Since the integration of the Ricochet anti-cheat system, Activision Blizzard has shown that it wants to manage the phenomenon of cheating on Call of Duty: Vanguard and Warzone with an iron fist. For example, this week alone, over 90,000 sneaky people have been banned, a truly impressive number.
The confirmation, as usual, came via the official Twitter profile of Call of Duty, which published the inevitable joking clip, with the soldier armed with a hammer with the word “ban” superimposed, thus simulating the famous “ban hammer”.
The phenomenon of cheating is now a real plague in the panorama of multiplayer titles. There are sites that sell full-fledged subscription packages that include cheats like wallhack (to see enemies and loot through walls and any surface), aimbot (auto-aim), and so much more.

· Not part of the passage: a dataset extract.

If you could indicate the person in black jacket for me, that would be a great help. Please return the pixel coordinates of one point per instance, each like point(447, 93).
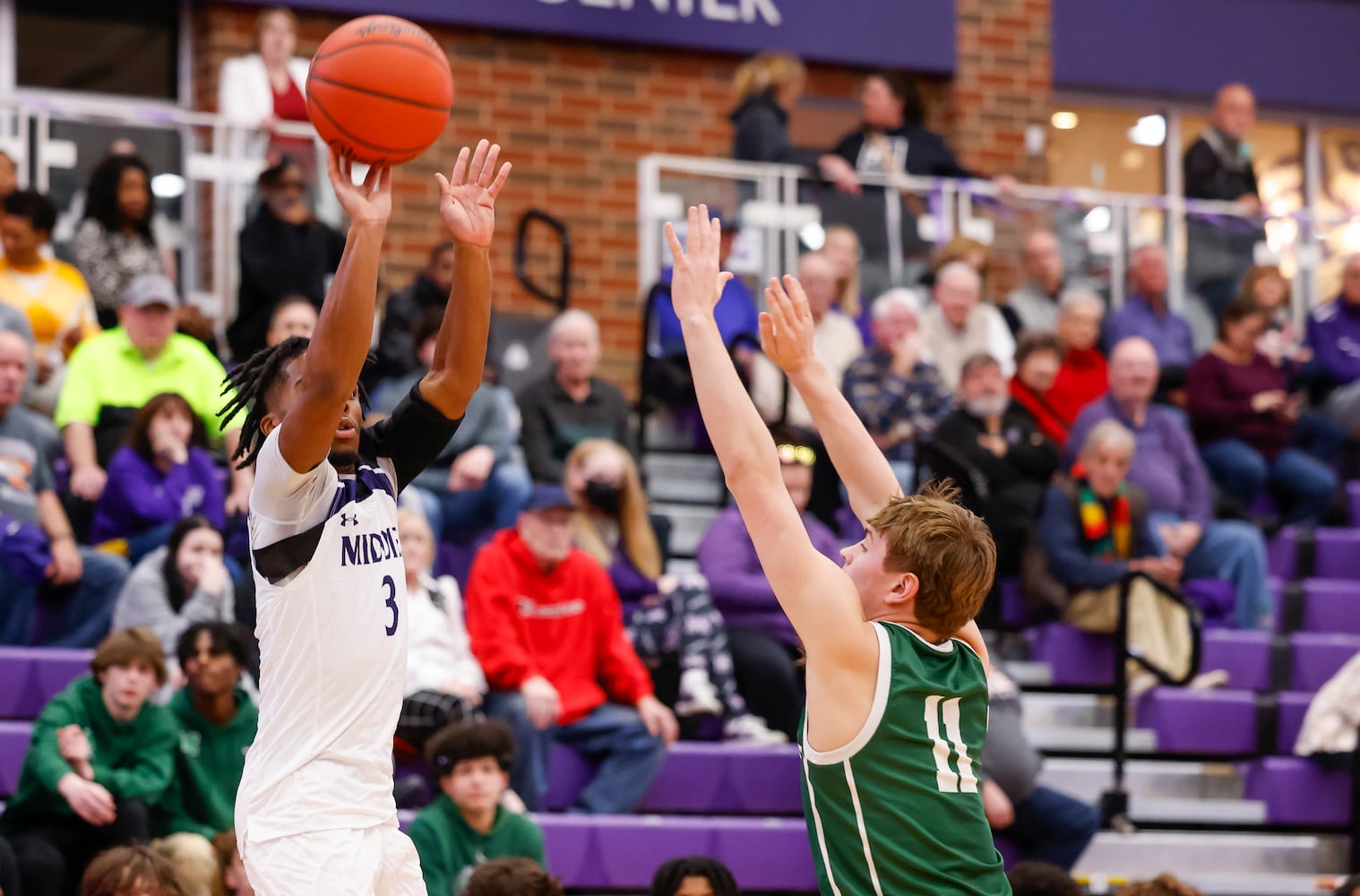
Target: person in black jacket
point(767, 86)
point(285, 252)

#TeamRICOCHET update: 90,000 accounts were removed in banwaves this week. Happy Friday. pic.twitter.com/4dTxQP0HZi
— Call of Duty (@CallofDuty) March 19, 2022
Those in possession of similar tools obviously have a significant advantage over other players, thus compromising the multiplayer experience. This is especially the case in a free-to-play game like Call of Duty: Warzone, which, given its free nature, is more likely to attract dishonest players.
In any case, in the comments to the tweet, mostly there are those who congratulate the developers for this wave, or rather a tsunami, of bans, which makes the multiplayer experience more livable and healthy.
However, there are those who claim that Ricochet also affects innocent players in the pile and indeed there are some users who claim to have been unjustly sanctioned. Undoubtedly on so many banned accounts, there will certainly have been a very small percentage of false positives. In this sense, Activision suggests unjustly sanctioning users to contact official support.